Many of us first became aware of Stephen Root's acting prowess in the 1999 classic Office Space, where his character Milton Waddams stole the show and secured a prominent place in pop culture history. Root had already been acting for over a decade before that breakout hit, though. In the years since Office Space, he has become one of the most prolific and chameleonic character actors around, boasting a remarkably productive resume. He seems to show up everywhere and in everything (over 800 episodes of television and 100 films, as of 2020).
"I knew I wanted to be a working actor," Root told The A.V. Club. "And as the years have gone on, I just naturally evolved into [a character actor]. Because, y'know, I'm not a leading guy. Never was. It was just a natural progression to keep doing this. I mean, Betty White's, what, 90? And she's still working!"
A one-hit wonder Stephen Root is not. It's quite possible you've completely overlooked Root in some of your favorite films and TV shows. If you haven't, then you know he is one of the greatest character actors of the past 30 years; the guy transforms both physically and emotionally, rendering himself unrecognizable from role to role. He also has a knack for choosing unusual characters. In pretty much every case, he brings a wonderful amount of creativity and weirdness to each role, subtly enhancing everything he appears in - whether you recognize him or not.
Milton Waddams, the lowly and bespectacled office drone relegated to a basement desk while harboring a deep appreciation for his red stapler, is cinematic gold. Stephen Root's portrayal of him is perfect. Devoted fans that call themselves "Milton people" still wait for Root outside of theaters and the actor is constantly gifted with staplers.
As outlandish as Milton may seem, the character was actually rooted in a certain truth Root was able to tap into. "A friend of mine emailed me and he works with some real corporate a**holes, and said literally one of his bosses moved another guy into a storage room," Root explained. "He asked, 'Please, would you mind sending him a stapler?'"
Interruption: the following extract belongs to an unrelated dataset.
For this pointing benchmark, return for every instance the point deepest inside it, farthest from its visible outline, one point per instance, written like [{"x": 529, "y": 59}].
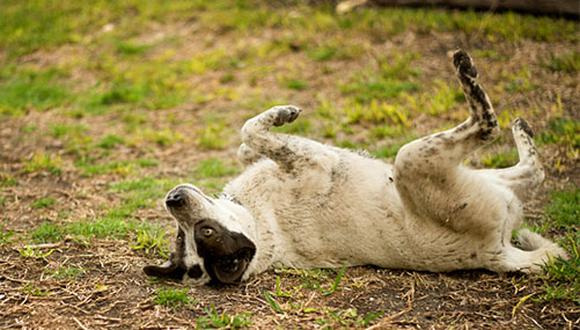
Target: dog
[{"x": 303, "y": 204}]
With his Coke bottle glasses, greasy hair, and protruding paunch, Milton isn't exactly a head-turner. Root's transformation into such an unappealing (yet lovable) character is a testament to his flexibility. He, unlike more vain actors, doesn't mind playing either the off-putting or the mundane.
Bill Dauterive on King of the Hill is another memorable character brought to life largely by Root's unique skill set. In a sense, creating a distinctive animated character is much tougher than doing live action; an actor must rely solely on his or her voice to make an impression. Root pulls it off brilliantly, making Bill into one of the most memorable TV characters of the era.
A lovable loser and eternal sad sack, Bill allows viewers to laugh at him without feeling too guilty. Root even had an elaborate and slightly morbid backstory for Bill, including how the character would one day perish:
Whenever Bill would finally go, it would be in a very small bathroom, behind the door that you couldn't get open to get him. He would die back there. You just couldn't get to him.
Root also voiced Buck Strickland on King of the Hill as well as a plethora of other characters across animated television and film (including Bubbles in Finding Nemo).
One of his first highly visible television roles, Jimmy James from NewsRadio is an exemplary Stephen Root character that shows off everything from Root's comic chops to his idiosyncrasies to his authoritative side. James is the domineering oddball station owner on the show, a character Root still cherishes to this day.
The actor also recognized how special NewsRadio was. "I think it's still underrated," he told TV Guide many years later. "I think it was one of the best shows on TV in terms of the cast and the writing. We were under the radar... [but we] knew it was special."
Root is a character actor of the highest order - a true artist with abilities that allow him to play a remarkably diverse assortment of roles. One of his most entertaining characters is Gordon Pibb from DodgeBall: A True Underdog Story. Root shows up in a manner that's essentially a replication of his work in Office Space, only spiced up with a physicality previously attributed only to reptiles.
Root can play both confident and corny so well that we both root for, and despise, many of his characters; Gordon Pibb achieves the former, especially when he triumphantly evolves in the film's climatic tournament.